Undefinierte Orte, verschleierte Gesichter, wesenhafte Nebelschwaden, in den Werken des österreichischen Künstlers Thomas Riess spielen Fragen zu Raum und Zeit, (feinstoffliche) Wahrnehmung und ein Erkunden von Metaebenen eine große Rolle. Nichts ist, wie es scheint. Seine Protagonist*innen existieren in einer twilight zone. So akribisch er als Maler seine Pinselstriche setzt und führt, so sehr für ihn auch ein an Perfektion grenzender Malstil wichtig ist, seinen Figuren und Landschaften haftet dennoch immer ein Hauch von Inexistenz, von Erscheinen und Verschwinden an, jenseits des Fassbaren.
Unterhält man sich mit Thomas Riess, ist es genau das, was schnell zum Thema wird: eindrückliches (und ausdrückliches) Schwärmen über Pinselduktus, die Getriebenheit des Künstlers zum Schaffen – kein Zwang, einfach eine künstlerische Notwendigkeit. Da kann es schon einmal bis weit in die Morgenstunden dauern, bis die Striche sitzen, bis die Oberfläche eines Kleides, die Finger einer Hand oder auch „einfach“ nur der Hintergrund dem Bild entspricht, das er im Sinn hat. Vor malerischen Meisterleistungen der Kunstgeschichte hat er größte Hochachtung. Es ist eine große Bereicherung, mit ihm durch Ausstellungen zu flanieren und sich einfach seinen Gedanken hinzugeben, eine wunderbare Ergänzung zu meinem eigenen Blick und meinen Gedanken als Kunsthistorikerin. Im gemeinsamen Sinnieren und Diskutieren fließt der Gesprächsfaden bald in Feinstoffliches über, in das Dazwischen, das kaum Wahrnehmbare, die dünne Schicht zwischen den Realitäten.

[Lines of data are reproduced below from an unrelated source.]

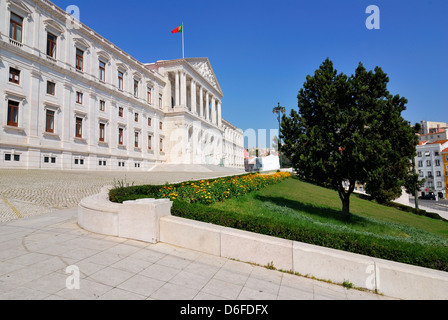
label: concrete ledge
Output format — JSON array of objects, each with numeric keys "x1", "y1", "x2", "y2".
[
  {"x1": 221, "y1": 228, "x2": 293, "y2": 272},
  {"x1": 78, "y1": 190, "x2": 448, "y2": 300},
  {"x1": 293, "y1": 241, "x2": 376, "y2": 290},
  {"x1": 160, "y1": 216, "x2": 222, "y2": 256},
  {"x1": 78, "y1": 186, "x2": 120, "y2": 237},
  {"x1": 78, "y1": 187, "x2": 172, "y2": 243}
]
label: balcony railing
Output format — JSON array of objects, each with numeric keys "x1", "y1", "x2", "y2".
[{"x1": 9, "y1": 38, "x2": 23, "y2": 48}]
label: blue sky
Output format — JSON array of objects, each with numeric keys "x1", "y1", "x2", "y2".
[{"x1": 52, "y1": 0, "x2": 448, "y2": 148}]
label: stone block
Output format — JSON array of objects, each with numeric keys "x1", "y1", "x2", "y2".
[
  {"x1": 118, "y1": 198, "x2": 172, "y2": 243},
  {"x1": 292, "y1": 241, "x2": 376, "y2": 290},
  {"x1": 221, "y1": 228, "x2": 293, "y2": 271},
  {"x1": 160, "y1": 216, "x2": 222, "y2": 256}
]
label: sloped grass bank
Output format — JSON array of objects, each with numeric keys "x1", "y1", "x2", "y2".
[{"x1": 110, "y1": 175, "x2": 448, "y2": 272}]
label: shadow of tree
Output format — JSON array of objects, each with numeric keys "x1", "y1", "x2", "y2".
[{"x1": 254, "y1": 194, "x2": 370, "y2": 226}]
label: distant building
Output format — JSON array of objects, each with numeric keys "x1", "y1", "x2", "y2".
[
  {"x1": 418, "y1": 121, "x2": 448, "y2": 143},
  {"x1": 421, "y1": 121, "x2": 448, "y2": 135},
  {"x1": 416, "y1": 139, "x2": 448, "y2": 199},
  {"x1": 443, "y1": 147, "x2": 448, "y2": 198}
]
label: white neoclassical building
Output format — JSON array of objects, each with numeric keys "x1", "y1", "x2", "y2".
[{"x1": 0, "y1": 0, "x2": 244, "y2": 171}]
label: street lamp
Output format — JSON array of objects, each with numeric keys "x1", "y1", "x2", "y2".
[{"x1": 273, "y1": 102, "x2": 286, "y2": 168}]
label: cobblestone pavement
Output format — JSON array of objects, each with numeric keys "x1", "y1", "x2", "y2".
[{"x1": 0, "y1": 169, "x2": 244, "y2": 224}]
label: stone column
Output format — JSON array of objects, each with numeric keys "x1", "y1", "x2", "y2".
[
  {"x1": 205, "y1": 92, "x2": 210, "y2": 121},
  {"x1": 175, "y1": 71, "x2": 180, "y2": 106},
  {"x1": 191, "y1": 80, "x2": 197, "y2": 114},
  {"x1": 199, "y1": 86, "x2": 204, "y2": 118},
  {"x1": 180, "y1": 71, "x2": 187, "y2": 108},
  {"x1": 218, "y1": 101, "x2": 222, "y2": 127},
  {"x1": 211, "y1": 98, "x2": 216, "y2": 125}
]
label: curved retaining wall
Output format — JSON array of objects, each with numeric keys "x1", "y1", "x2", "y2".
[{"x1": 78, "y1": 188, "x2": 448, "y2": 300}]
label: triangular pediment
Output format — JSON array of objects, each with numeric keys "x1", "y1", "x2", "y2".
[
  {"x1": 7, "y1": 0, "x2": 33, "y2": 17},
  {"x1": 186, "y1": 58, "x2": 223, "y2": 96}
]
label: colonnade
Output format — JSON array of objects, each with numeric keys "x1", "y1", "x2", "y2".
[{"x1": 171, "y1": 70, "x2": 222, "y2": 127}]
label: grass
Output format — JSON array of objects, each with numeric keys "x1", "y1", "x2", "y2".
[
  {"x1": 110, "y1": 175, "x2": 448, "y2": 271},
  {"x1": 210, "y1": 177, "x2": 448, "y2": 242}
]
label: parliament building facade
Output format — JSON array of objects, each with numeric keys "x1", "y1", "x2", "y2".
[{"x1": 0, "y1": 0, "x2": 244, "y2": 171}]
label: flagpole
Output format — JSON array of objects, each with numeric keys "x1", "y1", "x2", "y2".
[{"x1": 182, "y1": 22, "x2": 185, "y2": 59}]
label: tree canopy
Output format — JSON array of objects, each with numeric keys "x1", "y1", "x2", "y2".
[{"x1": 281, "y1": 58, "x2": 418, "y2": 216}]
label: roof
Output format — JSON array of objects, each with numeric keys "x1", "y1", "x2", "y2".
[
  {"x1": 428, "y1": 139, "x2": 448, "y2": 145},
  {"x1": 442, "y1": 148, "x2": 448, "y2": 153}
]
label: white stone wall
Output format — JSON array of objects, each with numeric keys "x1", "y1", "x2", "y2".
[{"x1": 0, "y1": 0, "x2": 245, "y2": 170}]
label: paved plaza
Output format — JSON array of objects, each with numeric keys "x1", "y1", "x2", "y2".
[
  {"x1": 0, "y1": 208, "x2": 393, "y2": 300},
  {"x1": 0, "y1": 168, "x2": 397, "y2": 300}
]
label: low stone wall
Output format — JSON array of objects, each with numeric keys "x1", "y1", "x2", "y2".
[
  {"x1": 78, "y1": 189, "x2": 448, "y2": 300},
  {"x1": 78, "y1": 187, "x2": 172, "y2": 243}
]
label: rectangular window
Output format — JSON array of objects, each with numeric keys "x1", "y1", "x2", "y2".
[
  {"x1": 118, "y1": 107, "x2": 123, "y2": 118},
  {"x1": 51, "y1": 157, "x2": 56, "y2": 164},
  {"x1": 100, "y1": 100, "x2": 105, "y2": 112},
  {"x1": 437, "y1": 182, "x2": 442, "y2": 188},
  {"x1": 5, "y1": 154, "x2": 11, "y2": 161},
  {"x1": 436, "y1": 171, "x2": 441, "y2": 177},
  {"x1": 9, "y1": 68, "x2": 20, "y2": 84},
  {"x1": 147, "y1": 89, "x2": 152, "y2": 104},
  {"x1": 148, "y1": 135, "x2": 152, "y2": 150},
  {"x1": 118, "y1": 128, "x2": 124, "y2": 145},
  {"x1": 75, "y1": 117, "x2": 83, "y2": 138},
  {"x1": 118, "y1": 71, "x2": 124, "y2": 90},
  {"x1": 148, "y1": 117, "x2": 152, "y2": 127},
  {"x1": 159, "y1": 94, "x2": 163, "y2": 109},
  {"x1": 134, "y1": 80, "x2": 139, "y2": 97},
  {"x1": 418, "y1": 161, "x2": 423, "y2": 167},
  {"x1": 44, "y1": 157, "x2": 49, "y2": 163},
  {"x1": 47, "y1": 81, "x2": 55, "y2": 95},
  {"x1": 14, "y1": 155, "x2": 20, "y2": 162},
  {"x1": 9, "y1": 13, "x2": 23, "y2": 43},
  {"x1": 134, "y1": 132, "x2": 139, "y2": 148},
  {"x1": 417, "y1": 152, "x2": 422, "y2": 157},
  {"x1": 135, "y1": 113, "x2": 139, "y2": 122},
  {"x1": 45, "y1": 110, "x2": 55, "y2": 133},
  {"x1": 76, "y1": 92, "x2": 83, "y2": 104},
  {"x1": 99, "y1": 123, "x2": 105, "y2": 142},
  {"x1": 47, "y1": 33, "x2": 57, "y2": 58},
  {"x1": 427, "y1": 172, "x2": 433, "y2": 178},
  {"x1": 7, "y1": 100, "x2": 19, "y2": 127},
  {"x1": 99, "y1": 61, "x2": 106, "y2": 81},
  {"x1": 159, "y1": 121, "x2": 163, "y2": 130},
  {"x1": 76, "y1": 48, "x2": 84, "y2": 71},
  {"x1": 435, "y1": 159, "x2": 440, "y2": 166},
  {"x1": 160, "y1": 138, "x2": 164, "y2": 152},
  {"x1": 427, "y1": 160, "x2": 431, "y2": 167}
]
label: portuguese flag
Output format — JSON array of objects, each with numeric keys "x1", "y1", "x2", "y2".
[{"x1": 171, "y1": 24, "x2": 183, "y2": 34}]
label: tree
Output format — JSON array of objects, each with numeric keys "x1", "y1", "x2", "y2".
[
  {"x1": 281, "y1": 58, "x2": 418, "y2": 217},
  {"x1": 413, "y1": 122, "x2": 422, "y2": 134}
]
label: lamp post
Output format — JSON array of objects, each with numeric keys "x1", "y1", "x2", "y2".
[{"x1": 273, "y1": 103, "x2": 286, "y2": 168}]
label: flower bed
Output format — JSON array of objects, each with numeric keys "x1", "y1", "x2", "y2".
[{"x1": 109, "y1": 172, "x2": 291, "y2": 205}]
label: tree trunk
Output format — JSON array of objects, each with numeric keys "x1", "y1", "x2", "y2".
[
  {"x1": 338, "y1": 180, "x2": 354, "y2": 219},
  {"x1": 342, "y1": 196, "x2": 351, "y2": 219}
]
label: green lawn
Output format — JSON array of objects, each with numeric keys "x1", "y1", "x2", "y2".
[
  {"x1": 210, "y1": 177, "x2": 448, "y2": 241},
  {"x1": 171, "y1": 177, "x2": 448, "y2": 271}
]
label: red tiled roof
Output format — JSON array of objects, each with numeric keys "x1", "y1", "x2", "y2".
[
  {"x1": 428, "y1": 139, "x2": 448, "y2": 145},
  {"x1": 442, "y1": 148, "x2": 448, "y2": 153}
]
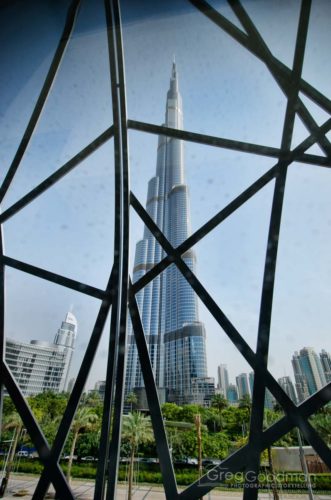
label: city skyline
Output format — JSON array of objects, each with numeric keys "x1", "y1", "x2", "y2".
[
  {"x1": 1, "y1": 0, "x2": 330, "y2": 391},
  {"x1": 217, "y1": 345, "x2": 331, "y2": 406}
]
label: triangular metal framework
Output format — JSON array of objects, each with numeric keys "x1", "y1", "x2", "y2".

Eigentlich wollte Thomas Riess Musiker werden. Die Affinität zur Musik ist auch in seinen Gemälden und Zeichnungen erkennbar; manche Werkserien könnte er durchaus mit musikalischen Tempi betiteln. Seinen frühen Arbeiten haftet ein Suchen nach dem Raum an. Oft changieren die Handlungsorte seiner Protagonist* innen zwischen Zwei- und Dreidimensionalität, zwischen tatsächlichem Raum und einer Art Bühne. Die Dargestellten selbst verschwimmen in ihrem Ringen um Existenz, sich kaum fassbar im malerischen Gestus auflösend.

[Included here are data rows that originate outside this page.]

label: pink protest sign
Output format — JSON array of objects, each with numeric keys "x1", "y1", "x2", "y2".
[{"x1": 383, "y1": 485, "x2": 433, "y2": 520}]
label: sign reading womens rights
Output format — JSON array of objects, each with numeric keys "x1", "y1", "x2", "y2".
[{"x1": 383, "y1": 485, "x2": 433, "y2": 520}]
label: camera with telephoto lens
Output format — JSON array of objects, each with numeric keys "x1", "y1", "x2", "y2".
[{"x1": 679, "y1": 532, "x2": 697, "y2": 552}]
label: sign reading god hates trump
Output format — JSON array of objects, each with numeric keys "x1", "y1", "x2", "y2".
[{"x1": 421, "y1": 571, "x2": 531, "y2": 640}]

Es kommt wohl nicht von ungefähr, dass sich der Künstler selbst in vielen Werken wiederfindet. Die künstlerische Reise beginnt für viele bei sich selbst.
Einsame Menschen in einem undefinierten Raum dominieren viele Gemälde. Von 2007 bis 2016 entstanden Werke mittels einer speziellen Technik, dem Auftrag von Korrekturband auf meist schwarz grundierter Leinwand. Als klassische Malerei kann man sie eigentlich nicht bezeichnen, es ist eher ein Herausarbeiten, ein Auftauchen von Bildinformation aus einem endlosen schwarzen Raum. Sie erinnern an die ersten Fotos, welche Mitte der 1960er Jahre im Rahmen von NASA-Missionen mit teils verzerrten und in Streifen aufgeteilten Bildinformationen aus dem Weltraum auf die Erde geschickt worden waren. So verwundert es nicht, dass eine große Zahl von ihnen auch die Raumfahrt thematisiert: Raumkapseln, Versatzstücke der Mondlandschaft und Raumfahrer*innen.
Gerade im Jubiläumsjahr der Mondlandung, das mit vielen Ausstellungen gewürdigt wird, erinnert man sich an ein Lied, das unsere Kindheit geprägt hat: Space Oddity von David Bowie, das dieser 1969 geschrieben hatte, dem Jahr, in dem mit der Landung des ersten Menschen auf dem Mond Geschichte geschrieben worden war. Major Tom von Peter Schilling als deutsche Adaptierung aus dem Jahr 1982 könnte als Assoziation passender nicht sein: Thomas Riess, Künstler und Reisender im Ungewissen, seine Werke, das Reisetagebuch. In der Auseinandersetzung mit schwer zugänglichen Orten wie dem Weltraum oder den Tiefen des Meeres relativiert sich die menschliche Wahrnehmung von Zeit und Raum, führt sich vieles, das wir in unserem eingeschränkten Spektrum als Konstante festgelegt haben, ad absurdum.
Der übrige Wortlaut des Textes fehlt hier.